Soldiers of God
Trust, for me does not come easy. I'm ashamed to admit how many times I've said it to Jesus, but still sink back into the thoughts of self resistance. Probably hurting our lord time and time again. I think that's what it means by talking the talk but not walking the walk. Oh! How my heart yearns for the total surrender that so many of our beloved beautiful saints had. It's kind of scary to me. Falling totally backwards into the arms and care of something I can't see. THAT'S hard for me, especially when I'm praying for myself. I'm prideful and it shows when I fret and worry when the answer isn't in an instant. God forgive me. I do love Him so much.

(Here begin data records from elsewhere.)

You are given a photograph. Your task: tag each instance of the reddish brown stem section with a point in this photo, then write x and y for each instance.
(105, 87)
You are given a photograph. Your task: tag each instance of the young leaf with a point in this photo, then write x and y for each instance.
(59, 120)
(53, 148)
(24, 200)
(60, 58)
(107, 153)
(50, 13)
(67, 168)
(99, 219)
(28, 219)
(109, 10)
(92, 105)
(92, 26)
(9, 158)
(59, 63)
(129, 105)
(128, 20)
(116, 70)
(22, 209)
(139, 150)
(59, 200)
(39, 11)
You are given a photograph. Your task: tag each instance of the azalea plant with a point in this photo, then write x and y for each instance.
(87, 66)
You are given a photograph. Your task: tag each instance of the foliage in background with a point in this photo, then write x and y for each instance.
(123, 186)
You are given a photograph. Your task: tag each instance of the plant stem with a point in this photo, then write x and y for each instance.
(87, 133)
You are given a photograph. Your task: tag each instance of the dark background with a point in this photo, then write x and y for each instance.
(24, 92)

Padre Pio says "Pray, Hope and Don't worry." I pray and pray and I hope and hope but still worry. Oh God grant me grace! Give me surrender, please. Often, He really does give me peace ...eventually. I'm sure it would come faster if I would surrender faster. I don't let it sustain me. I allow the evil one to enter fear into my mind and heart and then I'm back to square 1 with a tug of war. That could go on until my Jesus rescues me when I've had enough. Why can't I just surrender totally? Is my life so important that if God called me to Himself this very minute I shouldn't run to Him? I need to pray for Grace more. I'm so busy praying for everyone else, I forget to ask for the graces I need, and I need a lot of them. Patience, Humility, with God's will living in my heart and, oh, just everything.
I want this New year, if God will allow me, to be different. I want to love more and listen more. I want God to be proud of me instead of having to say to Him every night, "I know I've disappointed you again today". We're always so sorry after the fact. At least I am. I'm ashamed of myself. But, I get up in the morning, starting out so sincere and then I walk out into the world and something will mess with me. I'm like a shark ready to attack. Thinking I know better about so many things. But I don't listen. I'm ready to judge because I think I'm right. God forgive me. Give me the trust in you I desire for the well being of my soul. Teach me how to surrender. I know God won't let me down. He never does. He's not like me. So I'm going to quit acting like I can do His job and keep getting back on the train that's bound for heaven.
"Jesus, Once again, I surrender myself to you. Take care of everything."